Parsing with BeautifulSoup Python with dynamic link - python

I was trying to parse table information listed on this site:
https://www.theice.com/productguide/ProductSpec.shtml;jsessionid=7A651D7E9437F76904BEC5623DBAB055?specId=19118104#expiry
This is the following code I'm using:
link = re.findall(re.compile('<a href="(.*?)">'), str(row))

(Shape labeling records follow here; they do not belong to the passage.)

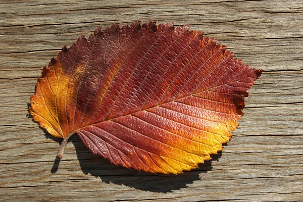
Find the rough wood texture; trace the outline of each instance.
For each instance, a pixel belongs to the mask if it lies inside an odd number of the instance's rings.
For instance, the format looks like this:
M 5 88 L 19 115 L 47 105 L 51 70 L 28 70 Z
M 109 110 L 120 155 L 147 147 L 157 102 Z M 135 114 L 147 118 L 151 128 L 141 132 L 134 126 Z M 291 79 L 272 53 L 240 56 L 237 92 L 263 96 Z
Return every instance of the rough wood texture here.
M 302 201 L 303 2 L 0 1 L 0 200 Z M 114 23 L 187 24 L 265 70 L 221 155 L 183 174 L 110 164 L 74 136 L 59 143 L 27 117 L 42 68 Z M 55 140 L 55 141 L 54 141 Z

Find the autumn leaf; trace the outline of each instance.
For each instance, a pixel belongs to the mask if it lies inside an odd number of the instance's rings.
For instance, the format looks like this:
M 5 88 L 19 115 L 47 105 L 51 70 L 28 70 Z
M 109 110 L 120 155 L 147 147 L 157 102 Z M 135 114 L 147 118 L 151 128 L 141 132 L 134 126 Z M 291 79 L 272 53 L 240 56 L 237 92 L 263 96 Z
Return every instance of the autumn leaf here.
M 61 158 L 77 133 L 116 165 L 175 174 L 197 168 L 231 138 L 263 71 L 216 41 L 173 23 L 99 27 L 43 69 L 30 114 L 65 139 Z

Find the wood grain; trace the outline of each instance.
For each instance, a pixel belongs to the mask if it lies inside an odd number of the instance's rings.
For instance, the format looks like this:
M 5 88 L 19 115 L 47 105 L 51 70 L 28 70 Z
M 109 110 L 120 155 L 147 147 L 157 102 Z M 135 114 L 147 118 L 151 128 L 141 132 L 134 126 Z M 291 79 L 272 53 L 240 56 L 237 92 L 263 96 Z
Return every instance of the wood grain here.
M 303 2 L 0 1 L 0 200 L 303 201 Z M 110 164 L 75 136 L 27 115 L 42 68 L 64 45 L 114 23 L 190 25 L 265 70 L 231 142 L 178 175 Z M 221 156 L 222 155 L 222 156 Z

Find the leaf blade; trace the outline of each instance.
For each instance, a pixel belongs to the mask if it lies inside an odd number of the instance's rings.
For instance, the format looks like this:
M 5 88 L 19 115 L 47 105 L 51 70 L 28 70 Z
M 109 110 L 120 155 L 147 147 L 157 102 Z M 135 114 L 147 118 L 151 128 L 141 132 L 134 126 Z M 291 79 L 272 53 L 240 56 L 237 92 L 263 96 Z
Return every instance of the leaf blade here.
M 190 170 L 222 150 L 262 70 L 188 26 L 101 29 L 43 69 L 30 108 L 40 126 L 152 173 Z

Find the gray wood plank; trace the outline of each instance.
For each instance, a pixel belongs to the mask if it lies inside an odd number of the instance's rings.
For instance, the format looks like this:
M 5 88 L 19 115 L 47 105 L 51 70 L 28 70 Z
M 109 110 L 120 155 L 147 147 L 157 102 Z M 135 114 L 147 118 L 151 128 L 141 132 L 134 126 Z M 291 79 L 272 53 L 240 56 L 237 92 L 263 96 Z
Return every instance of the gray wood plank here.
M 303 2 L 0 1 L 0 200 L 303 201 Z M 178 175 L 110 164 L 27 116 L 42 68 L 99 26 L 190 25 L 265 70 L 222 153 Z

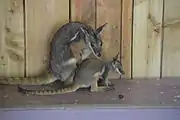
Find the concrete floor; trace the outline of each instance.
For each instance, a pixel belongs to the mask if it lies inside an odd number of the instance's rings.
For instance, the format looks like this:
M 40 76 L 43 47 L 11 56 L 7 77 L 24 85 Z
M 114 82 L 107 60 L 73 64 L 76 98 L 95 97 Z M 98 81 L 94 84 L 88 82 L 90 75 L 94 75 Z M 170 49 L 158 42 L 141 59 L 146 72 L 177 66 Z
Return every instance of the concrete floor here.
M 180 106 L 180 79 L 112 80 L 114 91 L 79 90 L 54 96 L 25 96 L 17 86 L 0 86 L 0 107 L 60 107 L 63 105 Z M 124 97 L 121 98 L 120 95 Z M 111 106 L 110 105 L 110 106 Z

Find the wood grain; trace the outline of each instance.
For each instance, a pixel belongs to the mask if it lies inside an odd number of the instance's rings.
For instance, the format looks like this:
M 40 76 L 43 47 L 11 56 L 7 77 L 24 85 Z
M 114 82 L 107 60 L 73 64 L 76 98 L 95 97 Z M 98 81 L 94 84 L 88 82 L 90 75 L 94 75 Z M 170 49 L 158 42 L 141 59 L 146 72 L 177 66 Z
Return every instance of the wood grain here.
M 133 77 L 160 77 L 162 2 L 148 0 L 134 6 Z
M 122 43 L 121 59 L 125 75 L 123 78 L 131 78 L 131 47 L 132 47 L 132 13 L 133 0 L 122 0 Z
M 71 20 L 80 21 L 95 28 L 95 1 L 71 0 Z
M 121 0 L 97 0 L 97 27 L 108 23 L 102 33 L 103 59 L 112 59 L 120 52 Z
M 71 0 L 71 21 L 79 21 L 95 28 L 95 0 Z M 79 53 L 84 45 L 84 42 L 71 45 L 76 58 L 80 57 Z
M 54 31 L 69 21 L 68 0 L 25 0 L 27 75 L 46 68 L 49 42 Z
M 162 77 L 180 76 L 180 1 L 165 0 Z
M 0 0 L 0 75 L 24 76 L 23 0 Z

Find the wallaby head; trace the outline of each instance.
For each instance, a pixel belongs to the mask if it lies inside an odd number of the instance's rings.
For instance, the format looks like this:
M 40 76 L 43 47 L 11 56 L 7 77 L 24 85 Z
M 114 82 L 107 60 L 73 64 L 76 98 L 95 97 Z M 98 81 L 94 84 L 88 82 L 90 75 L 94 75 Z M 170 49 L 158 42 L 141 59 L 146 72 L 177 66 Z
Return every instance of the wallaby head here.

link = 'https://www.theice.com'+link[0]
print link #Double check if link is correct
user_agent = 'Mozilla/20.0.1 (compatible; MSIE 5.5; Windows NT)'
headers = {'User-Agent':user_agent}
req = urllib2.Request(link, headers = headers)
try:
pg = urllib2.urlopen(req).read()
page = BeautifulSoup(pg)
except urllib2.HTTPError, e:
print 'Error:', e.code, '\n', '\n'
table = page.find('table', attrs = {'class':'default'})
tr_odd = table.findAll('tr', attrs = {'class':'odd'})
tr_even = table.findAll('tr', attrs = {'class':'even'})
print tr_odd, tr_even
For some reason, during the urllib2.urlopen(req).read() step, the link changes, i.e., the link doesn't contain the same url as the one provided above. Therefore, my program opens a different page and the variable page stores information form this new, different site. Thus, my tr_odd and tr_even variables are NULL.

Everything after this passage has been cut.